LA Sparks Cut Ta'Niya Latson, Keep Kate Martin, and Bring Alissa Pili Back
The Sparks waived rookie Ta'Niya Latson to give Kate Martin a standard contract, then re-signed Alissa Pili. Here's why it's the smart move.
The Los Angeles Sparks made two roster decisions this week that had nothing to do with star power and everything to do with knowing exactly what kind of team they're trying to build.
The headline move is Kate Martin's promotion to a standard contract, a signing that closes the loop on a story that started with a gut punch back in May. Martin was cut by the Golden State Valkyries just days before the 2026 season opened, a decision that left her in tears and searching for a new home.
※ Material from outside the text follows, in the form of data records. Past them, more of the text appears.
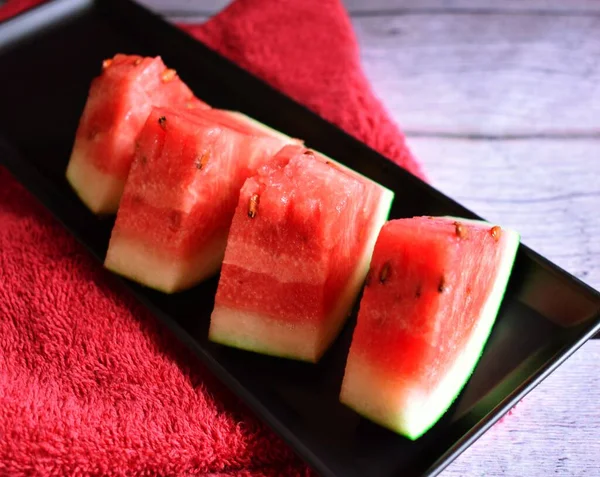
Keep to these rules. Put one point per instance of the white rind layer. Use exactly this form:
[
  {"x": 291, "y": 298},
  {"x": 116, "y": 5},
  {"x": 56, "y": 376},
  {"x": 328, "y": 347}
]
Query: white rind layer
[
  {"x": 263, "y": 334},
  {"x": 412, "y": 412},
  {"x": 137, "y": 261},
  {"x": 99, "y": 191}
]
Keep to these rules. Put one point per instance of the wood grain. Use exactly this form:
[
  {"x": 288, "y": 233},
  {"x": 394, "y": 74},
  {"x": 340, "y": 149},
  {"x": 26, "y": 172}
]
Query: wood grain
[
  {"x": 390, "y": 7},
  {"x": 501, "y": 103}
]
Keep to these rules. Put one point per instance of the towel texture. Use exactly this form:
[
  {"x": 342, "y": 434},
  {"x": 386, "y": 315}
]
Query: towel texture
[{"x": 90, "y": 383}]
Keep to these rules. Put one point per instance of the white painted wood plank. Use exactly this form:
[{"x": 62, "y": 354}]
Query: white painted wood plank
[
  {"x": 528, "y": 72},
  {"x": 486, "y": 74},
  {"x": 548, "y": 190},
  {"x": 386, "y": 7},
  {"x": 555, "y": 430}
]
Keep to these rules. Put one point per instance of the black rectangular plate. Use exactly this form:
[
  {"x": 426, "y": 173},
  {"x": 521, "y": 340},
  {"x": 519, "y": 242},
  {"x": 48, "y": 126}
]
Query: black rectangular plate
[{"x": 48, "y": 57}]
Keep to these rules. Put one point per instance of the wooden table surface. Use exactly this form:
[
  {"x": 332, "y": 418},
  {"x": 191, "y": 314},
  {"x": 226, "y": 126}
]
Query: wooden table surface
[{"x": 501, "y": 103}]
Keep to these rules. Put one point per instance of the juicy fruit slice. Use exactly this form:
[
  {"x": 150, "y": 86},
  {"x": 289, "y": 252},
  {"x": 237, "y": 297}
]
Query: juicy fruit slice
[
  {"x": 432, "y": 296},
  {"x": 297, "y": 254},
  {"x": 117, "y": 107},
  {"x": 180, "y": 196}
]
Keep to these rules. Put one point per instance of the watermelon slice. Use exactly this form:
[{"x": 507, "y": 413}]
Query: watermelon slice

The Sparks scooped her up on a development deal almost immediately, and now, ten active games later, they've made her the first player in franchise history to ride a Player Development contract all the way onto the active roster. That distinction matters more than any box score. It tells you the Sparks built a pathway and Martin walked through it.
The stat line explains why. Martin is averaging just 2.6 points in 7.7 minutes per game, hardly the resume of a difference-maker on paper. But those minutes have carried weight. Her best game was in an overtime loss to Toronto, where she hit 3 of 6 from three and stayed on the floor for crucial fourth-quarter possessions while the Sparks tried to claw back into a game they eventually lost. Head coach Lynne Roberts has said as much herself, calling Martin a spark off the bench that the rest of the roster trusts. That kind of currency shows up in how a locker room functions when injuries pile up.
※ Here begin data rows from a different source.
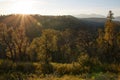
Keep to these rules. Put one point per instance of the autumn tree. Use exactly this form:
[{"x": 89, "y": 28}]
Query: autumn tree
[{"x": 15, "y": 41}]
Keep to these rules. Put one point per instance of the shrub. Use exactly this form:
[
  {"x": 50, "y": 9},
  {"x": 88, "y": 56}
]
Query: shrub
[{"x": 6, "y": 66}]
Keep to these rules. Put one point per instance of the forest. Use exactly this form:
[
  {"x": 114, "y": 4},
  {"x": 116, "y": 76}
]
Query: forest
[{"x": 36, "y": 47}]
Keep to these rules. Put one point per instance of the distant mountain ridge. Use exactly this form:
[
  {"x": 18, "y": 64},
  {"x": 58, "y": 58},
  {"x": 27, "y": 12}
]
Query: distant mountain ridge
[{"x": 89, "y": 16}]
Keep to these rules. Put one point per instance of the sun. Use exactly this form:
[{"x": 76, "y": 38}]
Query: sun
[{"x": 23, "y": 7}]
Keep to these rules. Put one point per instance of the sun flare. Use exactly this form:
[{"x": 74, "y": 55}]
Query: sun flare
[{"x": 23, "y": 7}]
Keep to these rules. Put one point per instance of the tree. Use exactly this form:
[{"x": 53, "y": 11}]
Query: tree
[
  {"x": 110, "y": 32},
  {"x": 15, "y": 41},
  {"x": 43, "y": 46}
]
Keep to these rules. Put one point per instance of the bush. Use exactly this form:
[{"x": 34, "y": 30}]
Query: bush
[
  {"x": 6, "y": 66},
  {"x": 26, "y": 67}
]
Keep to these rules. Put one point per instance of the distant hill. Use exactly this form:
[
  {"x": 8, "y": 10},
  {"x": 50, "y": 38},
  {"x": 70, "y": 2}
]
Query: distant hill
[
  {"x": 55, "y": 22},
  {"x": 117, "y": 18},
  {"x": 89, "y": 16}
]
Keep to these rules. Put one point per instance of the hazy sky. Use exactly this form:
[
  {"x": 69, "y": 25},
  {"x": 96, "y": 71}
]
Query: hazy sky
[{"x": 60, "y": 7}]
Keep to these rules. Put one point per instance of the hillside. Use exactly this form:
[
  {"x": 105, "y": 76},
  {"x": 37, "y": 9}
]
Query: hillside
[{"x": 55, "y": 22}]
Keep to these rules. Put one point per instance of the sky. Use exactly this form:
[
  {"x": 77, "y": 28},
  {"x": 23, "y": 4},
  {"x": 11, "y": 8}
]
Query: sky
[{"x": 60, "y": 7}]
The trade-off was real. To clear space for Martin, Los Angeles waived rookie guard Ta'Niya Latson, a second-round pick from earlier this year. That's a hard call for any front office to make, cutting a rookie on her draft-day promise to keep a player who has already bounced through three organizations in three seasons. But it says something about what General Manager Raegan Pebley values right now: dependability and fit over upside that hasn't yet translated to the court.
That same philosophy runs through the second move, bringing Alissa Pili back into the fold on a development contract. Pili isn't a stranger to Crypto.com Arena. She signed a seven-day deal with the Sparks last season and already knows the building, the staff and, crucially, head coach Lynne Roberts, who coached her at Utah when Pili was a two-time All-Pac-12 honoree and 2023 Pac-12 Player of the Year. Her raw numbers through two WNBA seasons are modest, 2.3 points and 1.1 rebounds a game on 43.8 percent shooting from the field, but development contracts were built for exactly this kind of player: someone with a proven scoring touch who hasn't yet found consistent minutes at the highest level.
Pili's presence also underscores something the league's new collective bargaining agreement made possible this year. Teams can now carry two players outside the standard roster and cap, giving them a controlled runway to develop talent without the pressure of an immediate payoff. The Sparks have used that runway well. Martin is proof the system can work exactly as designed, and Pili is the next test case.
None of this changes the win-loss column tonight. But roster construction in July often decides who a team becomes in August. The Sparks aren't chasing splashy names this week. They're betting on players who already know how to be teammates first, which, for a franchise still finding its identity, might be the smarter long-term investment.